Não foi o seu avô vendedor de hortaliças que foi preso e torturado, nem meu pai representante comercial. Ninguém viu a ditadura passar na sua família se ninguém tinha nível educacional pra entender conceitos como poder de compra, dívida externa, macroeconomia, liberdade de expressão. E sejamos sinceros, há 50 anos não era em qualquer família que alguém conseguia chegar na universidade, menos ainda eram famílias em que um jovem poderia falar contra os absurdos do governo na mesa de domingo sem ser repreendido por um tio ou avô ignorante que não queria esse tipo de conversa baderneira. Provavelmente, a avó do interior que viu uma receita no lugar de uma notícia, recortou a receita pra fazer no final de semana sem sequer perceber o crime nas entrelinhas.

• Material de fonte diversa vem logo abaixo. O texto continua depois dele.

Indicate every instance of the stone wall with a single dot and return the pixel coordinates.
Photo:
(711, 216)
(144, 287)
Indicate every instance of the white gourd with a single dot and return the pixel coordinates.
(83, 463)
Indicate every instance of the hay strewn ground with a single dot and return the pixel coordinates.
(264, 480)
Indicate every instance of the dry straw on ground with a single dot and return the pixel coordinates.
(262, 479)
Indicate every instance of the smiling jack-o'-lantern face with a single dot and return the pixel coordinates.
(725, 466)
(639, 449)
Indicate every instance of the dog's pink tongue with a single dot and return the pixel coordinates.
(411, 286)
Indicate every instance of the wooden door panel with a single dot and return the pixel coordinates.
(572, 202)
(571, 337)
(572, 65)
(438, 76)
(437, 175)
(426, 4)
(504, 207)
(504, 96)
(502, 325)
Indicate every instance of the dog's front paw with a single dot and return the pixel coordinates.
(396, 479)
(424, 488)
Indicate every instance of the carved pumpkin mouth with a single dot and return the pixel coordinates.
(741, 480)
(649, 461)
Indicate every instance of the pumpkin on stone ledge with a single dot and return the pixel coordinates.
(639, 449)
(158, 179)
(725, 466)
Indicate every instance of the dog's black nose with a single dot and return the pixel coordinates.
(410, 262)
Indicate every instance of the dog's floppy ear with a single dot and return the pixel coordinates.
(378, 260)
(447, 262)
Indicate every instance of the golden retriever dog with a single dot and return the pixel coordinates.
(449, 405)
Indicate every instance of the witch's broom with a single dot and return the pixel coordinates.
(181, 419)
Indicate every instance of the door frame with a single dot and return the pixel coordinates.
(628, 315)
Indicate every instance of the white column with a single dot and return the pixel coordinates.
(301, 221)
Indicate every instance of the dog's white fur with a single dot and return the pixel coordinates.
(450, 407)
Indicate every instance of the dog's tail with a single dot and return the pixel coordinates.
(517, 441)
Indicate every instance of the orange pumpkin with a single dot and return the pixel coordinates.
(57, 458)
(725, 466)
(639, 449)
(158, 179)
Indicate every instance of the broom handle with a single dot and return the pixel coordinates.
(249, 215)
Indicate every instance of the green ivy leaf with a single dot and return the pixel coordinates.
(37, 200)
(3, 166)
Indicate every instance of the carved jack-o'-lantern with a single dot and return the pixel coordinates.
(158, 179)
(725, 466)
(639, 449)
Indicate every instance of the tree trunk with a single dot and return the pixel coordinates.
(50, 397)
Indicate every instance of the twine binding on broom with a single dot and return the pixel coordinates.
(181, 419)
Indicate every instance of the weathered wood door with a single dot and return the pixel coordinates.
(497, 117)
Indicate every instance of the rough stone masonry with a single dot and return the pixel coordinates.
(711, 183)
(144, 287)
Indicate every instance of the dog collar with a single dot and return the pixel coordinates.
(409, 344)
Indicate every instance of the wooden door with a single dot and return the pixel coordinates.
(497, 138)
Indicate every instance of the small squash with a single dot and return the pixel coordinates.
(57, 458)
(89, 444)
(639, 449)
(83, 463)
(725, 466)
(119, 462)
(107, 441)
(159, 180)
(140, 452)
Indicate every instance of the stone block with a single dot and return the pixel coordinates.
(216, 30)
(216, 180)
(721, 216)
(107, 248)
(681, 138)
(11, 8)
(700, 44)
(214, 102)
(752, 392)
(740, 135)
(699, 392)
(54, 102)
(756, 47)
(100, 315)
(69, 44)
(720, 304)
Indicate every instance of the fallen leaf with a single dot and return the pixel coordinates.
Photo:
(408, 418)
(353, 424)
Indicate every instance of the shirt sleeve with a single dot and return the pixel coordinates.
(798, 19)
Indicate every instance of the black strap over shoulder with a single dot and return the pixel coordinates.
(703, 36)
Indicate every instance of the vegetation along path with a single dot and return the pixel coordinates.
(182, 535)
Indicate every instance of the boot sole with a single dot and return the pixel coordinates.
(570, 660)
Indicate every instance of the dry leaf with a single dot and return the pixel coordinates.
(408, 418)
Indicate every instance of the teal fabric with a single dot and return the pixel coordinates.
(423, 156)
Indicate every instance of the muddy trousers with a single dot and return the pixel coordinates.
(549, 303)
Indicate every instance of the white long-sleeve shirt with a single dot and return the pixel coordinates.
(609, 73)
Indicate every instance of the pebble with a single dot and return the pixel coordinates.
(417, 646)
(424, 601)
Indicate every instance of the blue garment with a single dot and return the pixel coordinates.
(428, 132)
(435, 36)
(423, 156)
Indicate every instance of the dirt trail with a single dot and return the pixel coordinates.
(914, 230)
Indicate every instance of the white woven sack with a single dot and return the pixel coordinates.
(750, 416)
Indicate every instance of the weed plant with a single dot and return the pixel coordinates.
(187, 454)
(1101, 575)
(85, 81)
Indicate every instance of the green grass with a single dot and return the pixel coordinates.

A maioria das pessoas se preocupa muito mais com seus problemas imediatos e complementa sua visão de mundo com seus achismos. Se você consegue perceber que isso é errado, saiba que você é um privilegiado. Para se preocupar com questões maiores de desenvolvimento da sociedade, você precisa ser uma pessoa que tem comida, roupa, teto e principalmente educação. Mesmo meus pais, que não eram ignorantes, tinham mais coisas pessoais a resolver do que se engajar em movimentos nacionais perigosos. Se mantiveram alienados porque precisavam cuidar das próprias vidas.
Se hoje você sabe, você deve isso a pessoas que se levantavam pelo bem de todos, enquanto aqueles que relevam a ditadura só estavam tentando resolver seus próprios problemas. Mesmo que a pessoa não ache que foi uma vítima, ela foi. Síndrome de Estocolmo, sabe?
Por isso, se você tem que lidar com alguém que acha que a ditadura não existiu (ou foi susse, ou só prendeu vagabundos), respire bem fundo como meu pai e explique. Explique como meu pai fazia, não seja como aquele velho que não queria conversa baderneira. Tente mostrar que o mundo inteiro não é medido pelo próprio umbigo egoísta. O objetivo todo é fazer a próxima geração menos alienada do que a atual, assim como no geral somos bem menos alienados que a geração anterior.
Se não fizermos isso, estamos fadados a uma existência em que o cara aponta uma régua pra linha do horizonte e assim prova que a Terra é Plana. Esse é um ignorante também, caso alguém tenha dúvida. Ambos os casos são alienações resultantes do indivíduo que não percebe sua mediocridade na existência coletiva, seja do país ou do universo. É só pretensão, a gente pode ajudar.
obs.: por favor, não se ofenda com a palavra “ignorante”, pois isso só significa que a pessoa não sabe, não é uma ofensa, qualquer ignorante pode aprender, desde que ele queira e encontre alguém que queira ensinar. Que tal você?